Ronse
- Full name: Koninklijke Sportkring Ronse
- Founded: 1906 (as A.S. Renaisienne)
- Dissolved: 23 March 2022
- Ground: Orphale Cruckestadion (1993–2022); Maurice Vande Wiele Stadion (1988–1993); Parc Lagache (1922–1988);
- Final season; 2021–22;: 16th (Relegated from Belgian Division 2)
| Home colours | Away colours |

= KSK Ronse =

Former Belgian football club

Koninklijke Sportkring Ronse was a Belgian football club formed in Ronse, East Flanders in 1906 as A.S. Renaisienne.

== History ==
A.S. Renaisienne was founded in 1906 and received later the matricule n° 38. The club first reached second division in 1923 but returned to third division in 1926 as only the best 7 from each league (A and B) were qualified to play the united second division on the next season.

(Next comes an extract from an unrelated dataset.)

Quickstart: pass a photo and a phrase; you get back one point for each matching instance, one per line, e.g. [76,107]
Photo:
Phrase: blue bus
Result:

After two seasons at the third level, A.S. Renaisienne was back to second division for just one year (as they finished last). In 1931, the other club from the town (that was then named Club Renaisien with matricule n° 46) promoted to second division joined in 1937 by A.S., both clubs remaining there until the competition was stopped due to World War II. After the war, the two clubs declined, Club (now named R.F.C. Renaisien) making a short one-season appearance in second division (1958–59). In 1987 the fusion became inevitable. The new club kept the matricule n° 38. After a few years of struggling in lower divisions they made it back to the second in 2001. After a short intermezzo in third division they returned into the second division for two more years.

In March 2022, the club announced that they had folded due to financial problems. At that point, Ronse competed in the fourth-tier Belgian Division 2. Operations were continued by K.V.V. Vlaamse Ardennen who were renamed K.S.K. Vlaamse Ardennen to include Ronse in the new setup.